Since then, the number of prescribing doctors has essentially doubled — to 337 — but that’s still an incredibly small fraction of California’s 125,000 licensed physicians. And doctors can still be a challenge to find.
To make that easier, Levine created a website to help people access help in Southern California: socalendoflifeoptions.com, which is now run by another doctor. There’s also the Academy of Aid In Dying Medicine at aadm.org (click on the “For Patients and Families” tab, then “Find a Provider.” You’ll find a form there which will get you to a referral).
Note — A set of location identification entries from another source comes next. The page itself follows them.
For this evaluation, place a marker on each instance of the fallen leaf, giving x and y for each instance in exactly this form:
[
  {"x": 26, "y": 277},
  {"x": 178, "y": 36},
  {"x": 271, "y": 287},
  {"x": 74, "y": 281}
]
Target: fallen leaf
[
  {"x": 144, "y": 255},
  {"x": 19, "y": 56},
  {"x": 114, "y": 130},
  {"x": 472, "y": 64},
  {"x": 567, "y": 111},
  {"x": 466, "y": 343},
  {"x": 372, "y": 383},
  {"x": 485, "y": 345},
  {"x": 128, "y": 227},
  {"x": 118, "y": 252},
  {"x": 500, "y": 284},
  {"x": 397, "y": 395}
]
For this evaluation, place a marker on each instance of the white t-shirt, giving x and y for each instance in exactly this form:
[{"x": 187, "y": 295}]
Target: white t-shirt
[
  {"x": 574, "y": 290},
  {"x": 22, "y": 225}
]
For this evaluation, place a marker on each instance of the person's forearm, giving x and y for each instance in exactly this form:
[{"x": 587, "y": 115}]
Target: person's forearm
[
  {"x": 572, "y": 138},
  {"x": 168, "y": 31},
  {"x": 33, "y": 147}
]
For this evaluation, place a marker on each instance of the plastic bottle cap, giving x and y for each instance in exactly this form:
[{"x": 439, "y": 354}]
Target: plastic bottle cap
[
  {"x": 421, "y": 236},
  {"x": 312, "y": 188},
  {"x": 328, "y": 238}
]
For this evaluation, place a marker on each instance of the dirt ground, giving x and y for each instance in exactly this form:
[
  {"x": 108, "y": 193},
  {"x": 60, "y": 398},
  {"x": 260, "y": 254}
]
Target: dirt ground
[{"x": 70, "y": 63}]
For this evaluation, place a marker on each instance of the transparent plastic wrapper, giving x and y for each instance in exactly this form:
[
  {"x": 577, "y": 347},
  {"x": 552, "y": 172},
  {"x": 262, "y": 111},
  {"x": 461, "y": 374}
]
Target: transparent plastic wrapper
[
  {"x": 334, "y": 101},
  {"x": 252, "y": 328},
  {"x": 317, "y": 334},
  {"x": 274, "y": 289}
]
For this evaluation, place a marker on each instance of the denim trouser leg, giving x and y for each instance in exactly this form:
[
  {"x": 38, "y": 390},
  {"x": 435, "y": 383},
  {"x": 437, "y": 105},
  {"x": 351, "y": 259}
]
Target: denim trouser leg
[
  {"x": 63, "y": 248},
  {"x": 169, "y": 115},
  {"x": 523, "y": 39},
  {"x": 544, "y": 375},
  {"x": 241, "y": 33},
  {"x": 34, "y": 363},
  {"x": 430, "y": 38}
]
And in Northern California, Shavelson’s Bay Area End of Life Options can be accessed at bayareaendoflifeoptions.com.
If you or someone you love is in a hospital or hospice and you ask for medical-aid-in-dying drugs but are refused — this happened to Marie-Noële Anne Tusler at Hoag Memorial Hospital Presbyterian in 2021 — these resources can direct you to the help you seek.
Meantime, California’s law is slated to sunset in 2031; a bill pending in Sacramento by Sen. Catherine Blakespear, D-Encinitas, would extend it indefinitely.
The doctors will be watching. They’ve retired from their retirement work, satisfied that they’ve provided peace of mind to people at the culmination of life — whether patients wound up using the prescriptions or not.
Mission accomplished, Levine said. But his friends joke that he’d better not die before they do.